🤖 AI Summary
This work addresses the challenges of data scarcity and the difficulty of simultaneously satisfying layout constraints and geometric precision in multimodal analytic geometry problems. We propose the first neuro-symbolic framework that bridges free-form text and precise signed distance field (SDF)-based diagram generation through a formal intermediate language, Coordinate Description Language (CDL). A closed-loop pipeline orchestrated by four large language models enables fully automated problem generation, formalization, measurement, and verification—without requiring human annotations—significantly enhancing the accuracy and scalability of geometric representations. Using this approach, we construct AnalyticGeo7K, a dataset comprising over 7,000 samples, achieving a median relative error of only 0.70% and ensuring that 82.3% of answers exhibit errors within 5%.
📝 Abstract
Math reasoning has achieved significant progress with the rapid advancement of Multimodal Large Language Models (MLLMs), however analytic geometry remains largely underexplored, primarily due to the scarcity of annotated samples. Existing diagram generation approaches struggle with analytic geometry: template methods cannot handle constraint-driven layouts, and generative models lack the geometric precision to render annotated conic curves correctly.
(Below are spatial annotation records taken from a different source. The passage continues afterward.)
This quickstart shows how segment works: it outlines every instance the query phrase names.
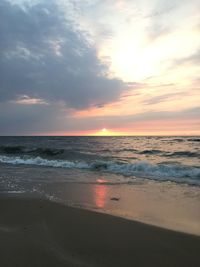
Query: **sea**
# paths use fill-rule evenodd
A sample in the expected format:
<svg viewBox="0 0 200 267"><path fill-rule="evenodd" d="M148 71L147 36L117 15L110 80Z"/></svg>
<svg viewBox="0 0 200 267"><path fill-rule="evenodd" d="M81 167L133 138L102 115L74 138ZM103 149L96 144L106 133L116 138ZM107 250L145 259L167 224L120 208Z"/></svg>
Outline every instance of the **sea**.
<svg viewBox="0 0 200 267"><path fill-rule="evenodd" d="M0 164L115 174L105 181L113 184L137 178L199 186L200 137L0 137Z"/></svg>
<svg viewBox="0 0 200 267"><path fill-rule="evenodd" d="M0 196L200 233L200 137L0 137Z"/></svg>

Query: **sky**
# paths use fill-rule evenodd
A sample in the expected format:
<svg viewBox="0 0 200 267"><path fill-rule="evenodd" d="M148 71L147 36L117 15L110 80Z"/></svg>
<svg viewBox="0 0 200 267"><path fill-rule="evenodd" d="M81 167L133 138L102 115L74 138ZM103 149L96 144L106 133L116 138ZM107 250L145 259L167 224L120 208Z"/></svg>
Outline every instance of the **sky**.
<svg viewBox="0 0 200 267"><path fill-rule="evenodd" d="M200 135L200 1L1 0L0 135Z"/></svg>

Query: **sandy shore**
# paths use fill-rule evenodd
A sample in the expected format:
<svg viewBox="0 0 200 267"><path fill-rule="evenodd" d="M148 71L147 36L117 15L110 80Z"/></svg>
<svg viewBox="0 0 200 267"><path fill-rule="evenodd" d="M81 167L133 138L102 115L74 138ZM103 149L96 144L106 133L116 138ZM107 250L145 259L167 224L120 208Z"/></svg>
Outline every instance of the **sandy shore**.
<svg viewBox="0 0 200 267"><path fill-rule="evenodd" d="M200 237L39 199L0 198L0 266L200 266Z"/></svg>

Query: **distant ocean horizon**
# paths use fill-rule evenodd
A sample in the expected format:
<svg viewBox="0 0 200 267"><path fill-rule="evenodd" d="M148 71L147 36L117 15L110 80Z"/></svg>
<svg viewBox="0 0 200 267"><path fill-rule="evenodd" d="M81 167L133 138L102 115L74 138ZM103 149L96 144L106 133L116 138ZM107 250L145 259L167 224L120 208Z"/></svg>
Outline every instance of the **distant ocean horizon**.
<svg viewBox="0 0 200 267"><path fill-rule="evenodd" d="M109 173L112 184L137 178L199 186L199 144L199 136L4 136L0 164Z"/></svg>

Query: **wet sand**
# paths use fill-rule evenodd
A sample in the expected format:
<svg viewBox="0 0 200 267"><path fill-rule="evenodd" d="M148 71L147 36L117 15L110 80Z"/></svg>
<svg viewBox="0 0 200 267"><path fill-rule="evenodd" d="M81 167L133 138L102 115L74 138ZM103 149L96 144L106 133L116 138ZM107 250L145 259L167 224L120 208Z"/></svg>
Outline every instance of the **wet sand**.
<svg viewBox="0 0 200 267"><path fill-rule="evenodd" d="M200 237L67 207L0 198L0 266L200 266Z"/></svg>

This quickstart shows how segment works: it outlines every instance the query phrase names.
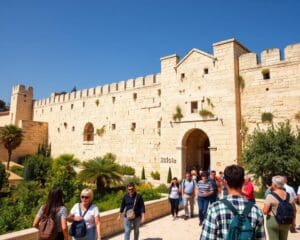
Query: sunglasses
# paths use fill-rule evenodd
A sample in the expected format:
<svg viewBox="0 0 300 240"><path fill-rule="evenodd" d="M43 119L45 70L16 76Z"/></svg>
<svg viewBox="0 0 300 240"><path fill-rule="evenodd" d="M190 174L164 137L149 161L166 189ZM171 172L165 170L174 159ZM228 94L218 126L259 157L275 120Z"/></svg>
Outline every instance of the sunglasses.
<svg viewBox="0 0 300 240"><path fill-rule="evenodd" d="M81 196L81 199L89 199L90 196Z"/></svg>

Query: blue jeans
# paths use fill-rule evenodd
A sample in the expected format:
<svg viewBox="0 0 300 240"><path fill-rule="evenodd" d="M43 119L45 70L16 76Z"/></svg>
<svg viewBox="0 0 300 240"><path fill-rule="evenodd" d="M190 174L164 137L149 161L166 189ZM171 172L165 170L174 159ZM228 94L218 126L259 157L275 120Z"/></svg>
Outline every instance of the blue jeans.
<svg viewBox="0 0 300 240"><path fill-rule="evenodd" d="M141 223L141 217L136 217L134 220L128 220L126 217L124 218L124 228L125 228L124 240L130 240L131 225L133 225L134 240L139 239L140 223Z"/></svg>
<svg viewBox="0 0 300 240"><path fill-rule="evenodd" d="M199 220L203 222L206 217L206 212L209 204L209 197L198 196Z"/></svg>
<svg viewBox="0 0 300 240"><path fill-rule="evenodd" d="M73 240L96 240L97 239L97 231L96 227L88 228L86 229L86 235L82 238L74 238L72 237Z"/></svg>

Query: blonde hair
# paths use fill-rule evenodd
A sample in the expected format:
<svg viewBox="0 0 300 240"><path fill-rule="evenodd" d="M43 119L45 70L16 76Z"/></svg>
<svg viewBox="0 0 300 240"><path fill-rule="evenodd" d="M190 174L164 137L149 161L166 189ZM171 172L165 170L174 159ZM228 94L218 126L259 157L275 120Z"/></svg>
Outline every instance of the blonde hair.
<svg viewBox="0 0 300 240"><path fill-rule="evenodd" d="M85 189L83 189L83 190L81 191L81 193L80 193L80 196L85 195L85 194L89 195L91 201L93 201L93 199L94 199L94 193L93 193L93 190L92 190L92 189L90 189L90 188L85 188Z"/></svg>
<svg viewBox="0 0 300 240"><path fill-rule="evenodd" d="M272 177L272 183L275 184L278 188L283 188L284 178L282 176L274 176Z"/></svg>

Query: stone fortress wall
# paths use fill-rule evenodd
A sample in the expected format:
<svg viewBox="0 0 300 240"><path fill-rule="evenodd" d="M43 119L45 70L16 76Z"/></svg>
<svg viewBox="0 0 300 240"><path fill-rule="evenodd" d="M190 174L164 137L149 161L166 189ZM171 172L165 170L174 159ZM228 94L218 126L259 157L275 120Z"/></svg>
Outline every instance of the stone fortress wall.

We present FormalAnalyticGeo, a scalable framework for fully automatic generation of multimodal analytic geometry problems. Leveraging the rigor of formal languages, we design the framework around CDL (Condition Description Language), a formal intermediate representation that bridges free-form problem text with precise diagram rendering via a Signed Distance Field (SDF) engine. The framework employs four specialized LLM components in sequence: a Generator that produces diverse analytic geometry problems, a Formalizer that converts each problem into CDL for SDF-based rendering, a Measurer that extracts ground-truth answers through vision-based measurement on the rendered diagrams, and a Quality Verifier that checks outputs at three stages. Structured feedback from the Quality Verifier drives automatic retry, forming a closed loop that eliminates any need for human annotation. Applying FormalAnalyticGeo at scale yields AnalyticGeo7K, a dataset of over 7K verified multimodal problems, each with aligned text, diagram, formal annotation, and ground truth.Experiments show that the generated problems achieve a median ground-truth relative error of 0.70\%, with 82.3\% of answers falling within 5\% of the exact symbolic solution. Our framework and dataset will be publicly released.